Antoon Pardon apardon at forel.vub.ac.be
Wed Jun 4 14:02:01 CEST 2008


On 2008-06-04, NickC <ncoghlan at gmail.com> wrote:
> On May 26, 7:32 am, "Joe P. Cool" <joe.p.c... at googlemail.com> wrote:
>> I saw this "don't need it" pattern in discussions about the ternary
>> "if..else" expression and about "except/finally on the same block
>> level".
>> Now Python has both.
>
> if/else was added solely because people kept coming up with ways of
> embedding a pseudo conditional inside expressions and writing buggy
> code in the process. All it really saves you in practice is a bit of
> vertical whitespace, so, no, you still don't need it - but if you
> insist on doing it, at least there's now an easy way to do it
> correctly.

If I remember correctly it was added because one of the python
developers was bitten by a bug in the standard library code
that was caused by the use of the and-or emulation, mentioned
in the FAQ.

And although one indeed doesn't need this. There are a lot
of things in Python one doesn't need. Python could be limited
to single operator expressions. You don't need:

    x = a * b + c

You can write it just like this:

    x = a * b
    x = x + c


And if you want a list comprehension like the following:

    ls = [ x * x + 4 for x in xrange(10)]

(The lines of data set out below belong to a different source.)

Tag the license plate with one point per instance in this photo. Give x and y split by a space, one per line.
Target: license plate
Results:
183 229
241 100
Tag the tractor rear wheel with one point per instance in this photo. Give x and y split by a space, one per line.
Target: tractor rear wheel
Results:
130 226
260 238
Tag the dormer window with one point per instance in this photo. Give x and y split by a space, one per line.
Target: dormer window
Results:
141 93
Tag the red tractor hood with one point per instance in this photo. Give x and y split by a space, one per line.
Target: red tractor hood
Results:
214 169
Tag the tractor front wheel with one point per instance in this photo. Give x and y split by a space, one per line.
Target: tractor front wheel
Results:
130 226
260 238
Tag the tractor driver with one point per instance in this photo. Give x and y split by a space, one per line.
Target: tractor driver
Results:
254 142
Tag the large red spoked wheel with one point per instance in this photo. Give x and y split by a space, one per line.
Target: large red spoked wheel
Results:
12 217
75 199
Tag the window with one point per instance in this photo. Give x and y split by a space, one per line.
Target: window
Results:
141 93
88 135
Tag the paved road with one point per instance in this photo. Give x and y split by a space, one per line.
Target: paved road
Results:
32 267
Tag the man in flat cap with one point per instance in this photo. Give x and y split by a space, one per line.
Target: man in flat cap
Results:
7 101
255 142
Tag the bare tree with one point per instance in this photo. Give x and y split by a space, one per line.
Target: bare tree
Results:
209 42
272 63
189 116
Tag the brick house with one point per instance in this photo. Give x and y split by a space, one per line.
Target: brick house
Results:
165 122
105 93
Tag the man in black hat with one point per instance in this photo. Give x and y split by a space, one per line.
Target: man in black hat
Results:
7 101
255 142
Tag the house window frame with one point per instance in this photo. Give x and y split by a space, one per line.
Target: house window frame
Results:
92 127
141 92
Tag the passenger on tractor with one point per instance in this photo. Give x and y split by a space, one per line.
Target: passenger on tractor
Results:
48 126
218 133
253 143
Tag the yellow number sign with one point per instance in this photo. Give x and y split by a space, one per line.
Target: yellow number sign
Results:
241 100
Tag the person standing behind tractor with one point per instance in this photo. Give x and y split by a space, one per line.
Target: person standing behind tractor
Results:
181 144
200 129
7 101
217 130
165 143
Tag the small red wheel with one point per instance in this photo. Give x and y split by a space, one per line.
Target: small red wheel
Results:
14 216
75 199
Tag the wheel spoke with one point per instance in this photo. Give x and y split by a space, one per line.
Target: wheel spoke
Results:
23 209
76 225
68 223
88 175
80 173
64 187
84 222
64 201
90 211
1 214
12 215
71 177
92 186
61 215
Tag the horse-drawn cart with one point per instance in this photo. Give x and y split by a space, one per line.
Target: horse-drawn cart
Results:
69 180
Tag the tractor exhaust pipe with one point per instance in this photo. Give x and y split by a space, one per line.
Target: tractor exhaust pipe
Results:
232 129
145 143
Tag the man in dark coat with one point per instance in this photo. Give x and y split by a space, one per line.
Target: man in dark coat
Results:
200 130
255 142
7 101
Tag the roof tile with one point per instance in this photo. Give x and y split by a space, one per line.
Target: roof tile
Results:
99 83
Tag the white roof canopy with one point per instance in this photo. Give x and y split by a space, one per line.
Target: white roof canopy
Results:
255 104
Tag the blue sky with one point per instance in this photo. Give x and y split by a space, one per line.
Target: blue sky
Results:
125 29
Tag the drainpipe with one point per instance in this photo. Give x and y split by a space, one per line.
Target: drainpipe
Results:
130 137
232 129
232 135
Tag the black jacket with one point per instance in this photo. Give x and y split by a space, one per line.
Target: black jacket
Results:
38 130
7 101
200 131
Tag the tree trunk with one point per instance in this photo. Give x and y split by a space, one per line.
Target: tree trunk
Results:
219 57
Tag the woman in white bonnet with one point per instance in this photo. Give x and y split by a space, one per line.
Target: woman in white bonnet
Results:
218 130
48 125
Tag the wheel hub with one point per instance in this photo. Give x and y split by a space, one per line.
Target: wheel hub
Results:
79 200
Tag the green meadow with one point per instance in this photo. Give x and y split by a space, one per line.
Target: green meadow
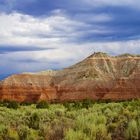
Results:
85 120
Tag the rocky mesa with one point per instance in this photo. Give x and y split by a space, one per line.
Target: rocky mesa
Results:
99 76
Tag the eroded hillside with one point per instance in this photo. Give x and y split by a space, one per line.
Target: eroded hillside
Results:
99 76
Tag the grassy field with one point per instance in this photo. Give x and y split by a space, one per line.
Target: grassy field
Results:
86 120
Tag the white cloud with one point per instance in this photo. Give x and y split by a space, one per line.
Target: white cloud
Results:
95 3
18 29
52 32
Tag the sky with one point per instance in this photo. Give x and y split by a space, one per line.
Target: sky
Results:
37 35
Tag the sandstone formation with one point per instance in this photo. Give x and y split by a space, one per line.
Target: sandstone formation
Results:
97 77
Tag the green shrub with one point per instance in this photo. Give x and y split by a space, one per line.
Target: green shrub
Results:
33 121
3 132
132 132
42 104
75 135
23 132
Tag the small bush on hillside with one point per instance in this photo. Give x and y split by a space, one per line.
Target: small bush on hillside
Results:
42 104
12 104
33 121
23 132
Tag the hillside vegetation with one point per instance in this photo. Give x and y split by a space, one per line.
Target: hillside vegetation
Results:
86 120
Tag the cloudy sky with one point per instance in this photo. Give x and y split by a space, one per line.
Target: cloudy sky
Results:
36 35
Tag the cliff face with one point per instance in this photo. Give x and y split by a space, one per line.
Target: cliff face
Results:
97 77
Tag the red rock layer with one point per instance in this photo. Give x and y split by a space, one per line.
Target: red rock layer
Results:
97 77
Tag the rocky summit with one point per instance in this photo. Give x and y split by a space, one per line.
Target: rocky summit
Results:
97 77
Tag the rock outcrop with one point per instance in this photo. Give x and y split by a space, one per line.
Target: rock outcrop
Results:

You can of course write it as follows:

    def sqrplus4(a):
      rs = a * a
      return rs + 4

    ls = [sqrplus4(x) for x in xrange(10)]


Now of course noone would defend such a limitation on the grounds
that one doesn't need the general case and that the general case
will only save you some vertical space.

But when it came to the ternary operator that was exactly the
argument used, to defend the lack of it.

>> > In Python, the philosophy "we're all consenting adults here" applies.
>>
>> Please don't sell a missing feature as a philosophy. Say you don't
>> need/want
>> it. But don't call it philosophy.
>
> Gosh, and here I thought treating programmers as non-idiots was
> actually one of the guiding philosophies in the discussion on python-
> dev. 

I have heard the argument: "Such a feature will be abused too easily"
and similar too many times to find this credible.